Ayer tocaba salir un poco. Así que me apunté a dar una vuelta y aproveche que el cantante y actor Toni Zenet celebraba su cumpleaños en la zona de la Cava Alta.

Estuvo bien relajarse un ratito y disfrutar de los amigos comunes que asistieron a al cumpleaños. Fue una fiesta típica con gente del mundo de la música, del flamenco, del cine. La parte que más me gustó es cuando la gente, incluido Toni, empezaron a improvisar cantar algunas canciones ;-)

Esta noche tocaba relax y fué lo suficientemente relajao. Decidí no llamar la atención y casí lo conseguí del todo. Me mimetizaba en los grupos que se formaban y en cada grupo asumía una personalidad y una profesión distinta.

- Cantante Rubia : No te conozco.
- Yo: Yo tampoco te conozco.
- Cantante Rubia: que borde eres no?
- Yo: Tu crees?
- Cantante Rubia: Quieres otra copa?
- Yo: Seguiré con cerveza.
- Cantante Rubia: esta claro que pasas de mí.
- Yo: No, no.
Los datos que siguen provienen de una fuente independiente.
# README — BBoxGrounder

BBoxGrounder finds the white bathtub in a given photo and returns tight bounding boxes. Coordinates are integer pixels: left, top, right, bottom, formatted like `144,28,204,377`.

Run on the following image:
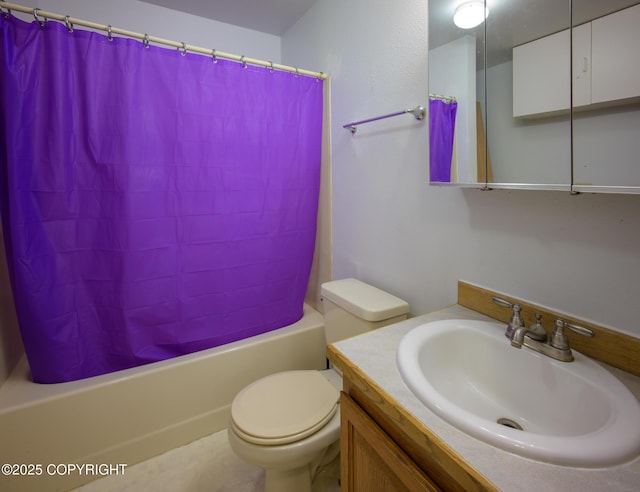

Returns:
0,305,326,491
Perdona que no te haga mucho caso pero es que estaba pensando en otras cosas.
- Cantante Rubia: En que cosas?
Trague saliva e intente no mirarle a la nariz o me había descubierto ya.
-Yo: Es una tontería que me contó un amigo.
- Cantante Rubia: por que me miras a la nariz de "esa forma"?
Tragué saliva ¿le habrían hablado de ello antes?.
- Yo: me parece interesante.
- Cantante Rubia: Más que mis tetas?
No había descubierto hasta ese momento que las tenía.
Apuré lo que me quedaba de cerveza.
- Yo: Otro día te lo cuento, voy a por otra cerveza Charo.
- Cantante Rubia: No me llamo Charo.

Enfilé para la barra dispuesto a pedir la última cerveza, saborearla sin prisas e irme a dormir. Mientras que Toni cantaba a capella con otra cantante no dejaba de ver la cantidad de narices que había en la parte de abajo del bar. Apoyado en la barra del bar como un auténtico "gladiador de barra profesional" esbozaba una sonrisa mientras cuidaba de no ser descubierto. Y es que la "asombrosa relación" estaba haciendo aquella noche muy divertida.

Mi amigo me saco del éxtasis visual.

- ¿que le has dicho a Elisa?
- No, conozco a ninguna Elisa.
- Esta encabronada, dice que primero la has seducido con la mirada y las sonrisitas y luego se ha presentado "regalaa" y has pasado de ella.
- Es una larga historia. Vamos a hacer una cosa vete a pedirle disculpas, cuentale que tengo un mal día, llevale una copa del whiskey del ganso con cola-cola light y ahora voy para allí a hacer las paces.

Le pareció una buena idea. Pilló la copa y se fué a hablar con Charo o como se llamase. Cuando debía estar contandole que era más raro que un perro verde, la rubia me miró, se subió un poco el top, sonrió conciliadora y luego siguió mirando a mi amigo. Aproveché para rematar la cerveza aunque ya me sobraba alcohol y me fuí a la francesa.

Al día siguiente cuando la rubia se despertó al lado de mi amigo le preguntó:

- ¿que coño le pasa a mi nariz?
- Nada, todavía sigues pensando en eso? Debe ser una gilipollez pero algún día cuando le vea se lo pregunto ¿vale?
- Okis

Yo me fuí a casa. Había sido un día duro, me lo había pasado bien, pero lo que de verdad me apetecía era dormir y aunque no me apetecía hacerlo solo, no era la rubia, ni ninguna de las otras dueñas de narices con la mujer que quería compartilo. Pero como esto iba a ser imposible abandone la idea tan pronto como la primera bocanada de aire frio me golpeó la cara.

Son las cosas que ocurren en mi amado que cada vez está pero. ¿Se ha vuelto loco todo el mundo o solo soy yo?